Ketika Adikku berumur 30, ia menikah dengan gadis desa. Saat itu aku sudah memiliki seorang buah hati yang lucu, Keyna. Acara pernikahan Adikku tidak semeriah pernikahanku, namun dia terlihat bahagia menyalami penduduk dusun. Pembawa acara menanyakan kepada Adikku. “Siapa orang paling terpenting di hidupmu?” tanya pembawa acara. “Kakakku, kak Dera..” Jawab Adikku singkat.

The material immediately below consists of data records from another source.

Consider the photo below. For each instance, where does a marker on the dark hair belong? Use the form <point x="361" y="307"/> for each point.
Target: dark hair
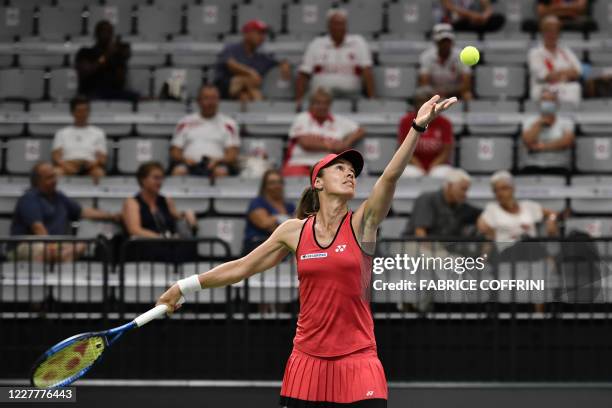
<point x="309" y="201"/>
<point x="100" y="24"/>
<point x="207" y="85"/>
<point x="145" y="169"/>
<point x="34" y="173"/>
<point x="264" y="179"/>
<point x="78" y="100"/>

Ia menceritakan kisah waktu aku kita masih duduk di bangku SD dimana kisahnya sudah aku lupakan. “Waktu itu, saat hujan turun aku lupa membawa mantel. Padahal jarak rumah kami sangat jauh dari rumah kami. Kakakku dengan senang hati memberikan mantelnya. Aku nggak bisa berbuat apa. Setelah pulang ke rumah. Tubuh Kakakku basah kuyup. Badannya demam tinggi hingga berhari–hari. Setelah kejadian itu, aku berjanji dalam hidupku untuk selalu menjaga Kakak..”
Tepuk tangan tamu membanjiri ruangan itu, aku menangis tersedu memandangi Adikku. “Dan yang paling berharga adalah Adikku, dia rela berkorban demi aku. Sesungguhnya ketika aku mencuri uang Paman, Adikkulah yang mengaku bahwa dia yang mencuri. Pamanku mengajarinya untuk menjadi penjabat bukan penjahat. Paman mencambuk punggung Adikku agar tidak mengulanginya lagi. Hingga punggung Adikku penuh dengan luka. Aku sangat menyayangimu, Adikku…” seketika itu aku berlari memeluk Adikku.